Aboriginal Law BulletinMay 3, 2013
In Lameman v. Alberta, 2013 ABCA 148, the Alberta Court of Appeal dismissed an appeal by the Crown in Right of Alberta (“Alberta”) and the Attorney General of Canada (“Canada”) from a decision of the Alberta Court of Queen’s Bench refusing to strike portions of the Statement of Claim of the Beaver Lake Cree Nation (“BLCN”). By affirming the lower court’s decision, the Court of Appeal allowed the BLCN’s claim for damages for treaty infringement to proceed. The basis for the BLCN’s claim is that the cumulative impacts of past Crown authorizations for resource development in their traditional territory unjustifiably infringes their rights to hunt, trap, and fish under Treaty 6.

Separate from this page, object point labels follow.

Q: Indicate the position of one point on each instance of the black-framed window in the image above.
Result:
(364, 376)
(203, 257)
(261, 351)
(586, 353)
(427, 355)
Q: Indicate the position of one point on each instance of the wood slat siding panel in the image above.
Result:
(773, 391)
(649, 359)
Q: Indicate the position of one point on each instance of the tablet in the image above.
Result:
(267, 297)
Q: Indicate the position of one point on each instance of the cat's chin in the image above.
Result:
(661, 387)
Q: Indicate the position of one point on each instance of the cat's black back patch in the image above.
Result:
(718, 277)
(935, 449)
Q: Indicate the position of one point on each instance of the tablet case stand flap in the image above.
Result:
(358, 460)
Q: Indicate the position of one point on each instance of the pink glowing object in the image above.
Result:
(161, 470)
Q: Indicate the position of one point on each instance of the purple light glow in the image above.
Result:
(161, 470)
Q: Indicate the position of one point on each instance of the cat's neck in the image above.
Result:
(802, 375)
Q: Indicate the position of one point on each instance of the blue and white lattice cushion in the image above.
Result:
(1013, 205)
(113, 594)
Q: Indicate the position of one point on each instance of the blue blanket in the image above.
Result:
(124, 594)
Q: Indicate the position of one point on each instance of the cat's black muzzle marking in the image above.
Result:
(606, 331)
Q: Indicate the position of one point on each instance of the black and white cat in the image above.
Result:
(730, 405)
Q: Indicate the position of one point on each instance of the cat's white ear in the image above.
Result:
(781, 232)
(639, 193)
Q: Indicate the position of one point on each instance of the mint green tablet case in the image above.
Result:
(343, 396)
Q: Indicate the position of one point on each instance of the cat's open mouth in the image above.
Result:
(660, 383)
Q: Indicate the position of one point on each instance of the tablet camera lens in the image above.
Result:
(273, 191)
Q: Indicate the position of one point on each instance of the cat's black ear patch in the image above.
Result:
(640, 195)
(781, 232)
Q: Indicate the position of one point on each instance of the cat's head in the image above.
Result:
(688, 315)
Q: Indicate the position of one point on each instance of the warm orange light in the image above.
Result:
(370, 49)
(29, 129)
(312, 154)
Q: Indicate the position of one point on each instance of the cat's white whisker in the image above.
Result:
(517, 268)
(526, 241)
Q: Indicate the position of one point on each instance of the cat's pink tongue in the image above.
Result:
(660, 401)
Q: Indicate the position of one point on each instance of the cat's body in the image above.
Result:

BLCN is a signatory to Treaty 6. Under Treaty 6, the signatory First Nations surrendered certain lands to the Crown in exchange for reserve land and other benefits, including the right to hunt, trap, and fish throughout the tracts surrendered. BLCN alleges that the Treaty requires Alberta and Canada to manage BLCN’s core traditional lands to ensure that its members are able to exercise their treaty rights.
In its claim, BLCN seeks damages from Alberta and Canada for alleged breaches of their Treaty 6 obligations. By granting approximately 19,000 individual authorizations for oil and gas, forestry, mining, and other activities on BLCN’s claimed “core lands”, BLCN argues that Alberta and Canada have failed to discharge their responsibilities under the Treaty. BLCN says the cumulative impact of these authorizations infringes their treaty rights, as anticipated by Mikisew.
The Alberta Court of Appeal’s decision to refuse to strike BLCN’s claim may result in the adjudication of one of the first actions for damages for past infringements contemplated in Rio Tinto. The decision is also noteworthy as the past infringement at issue arises from the cumulative impacts of development from numerous unrelated projects spanning multiple resource sectors.